Code RL with Harbor hello-world + Modal sandboxes

Code RL with Harbor hello-world and sandboxed verification

What if you have a task where you want to score model outputs by running them in an environment?

This tutorial trains a model on the hello-world task from Harbor Hub, scoring solutions by spawning and executing them in Modal sandboxes.

Workflow:

Pull the hello-world task from Harbor Hub via HarborDataset.
Score model outputs with HarborEval — it extracts code, runs it in a Modal sandbox, and compares stdout automatically.
Reuse the same score_in_sandbox helper as a SLIME custom_rm_function.
Train and compare base vs. trained behavior.

from modal_training_gym import (
    DeploymentConfig,
    HarborDataset,
    HarborEval,
    Qwen3_4B,
    SlimeRecipe,
    TrainConfig,
    extract_code,
    list_checkpoints,
    score_in_sandbox,
)

Load hello-world from Harbor Hub

HarborDataset accepts a dataset_name to pull tasks from Harbor Hub.
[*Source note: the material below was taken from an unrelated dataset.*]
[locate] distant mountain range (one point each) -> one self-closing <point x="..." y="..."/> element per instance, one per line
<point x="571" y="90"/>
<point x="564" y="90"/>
Each task has:

instruction.md — the problem statement (prompt)
task.toml — metadata (difficulty, category)
tests/ — verification tests (format varies by task)

The hello-world task uses pytest-based verification rather than *.in/*.out file pairs, so we define stdin/stdout test cases inline and pass them to HarborEval via the test_cases field.

A single dataset instance handles both training and eval — prepare() writes train and eval splits to the volume, while load() returns all tasks for offline evaluation.

HELLO_WORLD_TESTS = [{"input": "", "expected_output": "Hello, world!\n"}]

dataset = HarborDataset(
    dataset_name="harbor/hello-world",
    label_metadata_path="task.toml",
    train_repeats=20,
    always_prepare=True, # For the purpose of this tutorial, we want to prepare the dataset every time we run it, in case there is stale data from a previous run.
    system_prompt=(
        "You are an expert Python programmer. "
        "Solve the given problem by writing a complete Python program. "
        "Your program must print the answer to stdout using print(). "
        "Do not create or write any files. "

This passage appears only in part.